Hello I would like to build a Netwitness 11 test lab, so we can try it out and get familiar with the new features before moving to Netwitness 11 in live.
Can anyone let me know what the minimum requirements in terms of
that would be needed.
It would only be very minimal logs and packet traffic.
Thanks in advance for your help.
For specifications, refer : Virtual Host Setup: Basic Deployment
Minimum requirement would be setting up admin server first, then setting up Hybrid server & ESA.
For adding new host to Admin server, refer : Setting up a Node-X (Decoder/Concentrator/Log Decoder/Archiver) in NW 11.0
Make sure you use same password for user "deploy_admin" while installing any hosts.
Thanks for the response. I looked at the doc but couldnt see a hybrid mentioned.
Am I looking at a mininum of three virtual machines? I want to do packets and logs and also have an ESA. I want to be able to try all the features so would need an archiver too.
How many machines do I need?
What are the minimum specs for each machine?
Hi David,
I think you will need a min. of 7 VM's:
1- Nwadmin server.
2- ESA
3- Concentrator.
4- LogDecoder
5- Archiver
6- PacketDecoder
7- VLC
And their SPEC's should meet what's mentioned here: Virtual Host Setup: Basic Deployment
Thank you,
Islam Rashad
Under normal circumstances, you'll need 6 VMs to do what you want to do:
- Analytics Server
- ESA
- Concentrator
- Log Decoder
- Packet Decoder
- Archiver
If you can dedicate 4 cores, 16GB of RAM, and 150GB - 200GB of hard drive space to each of those, they should stand up and stay running. Obviously, all of this comes with the caveat that you'd be running below standard specs, so you run the risk of capture not starting or staying up, or the ESA falling over. But you should get enough out of this setup to at least check out v11.
If you want to get creative, it is possible to put both Decoder services on the same host, but NetWitness won't let you ingest from two services on the same host natively. You have to go to Decoder --> Explore --> sys --> config --> service.name.override and enter different names for your Log Decoder and Packet Decoder services. Those two services should be able to run on the same VM, which brings your total down to 20 cores, 80GB of RAM. and 1TB of space to the whole setup.
Thanks for the answer Sean. All the best
Under normal circumstances, you'll need 6 VMs to do what you want to do:
- Analytics Server
- ESA
- Concentrator
- Log Decoder
- Packet Decoder
- Archiver
If you can dedicate 4 cores, 16GB of RAM, and 150GB - 200GB of hard drive space to each of those, they should stand up and stay running. Obviously, all of this comes with the caveat that you'd be running below standard specs, so you run the risk of capture not starting or staying up, or the ESA falling over. But you should get enough out of this setup to at least check out v11.
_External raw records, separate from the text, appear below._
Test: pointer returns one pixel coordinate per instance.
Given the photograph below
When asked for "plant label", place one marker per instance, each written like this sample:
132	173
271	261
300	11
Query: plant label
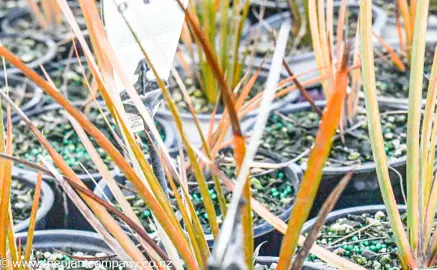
156	23
136	122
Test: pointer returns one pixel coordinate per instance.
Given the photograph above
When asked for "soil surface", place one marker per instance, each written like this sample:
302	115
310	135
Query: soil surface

If you want to get creative, it is possible to put both Decoder services on the same host, but NetWitness won't let you ingest from two services on the same host natively. You have to go to Decoder --> Explore --> sys --> config --> service.name.override and enter different names for your Log Decoder and Packet Decoder services. Those two services should be able to run on the same VM, which brings your total down to 20 cores, 80GB of RAM. and 1TB of space to the whole setup.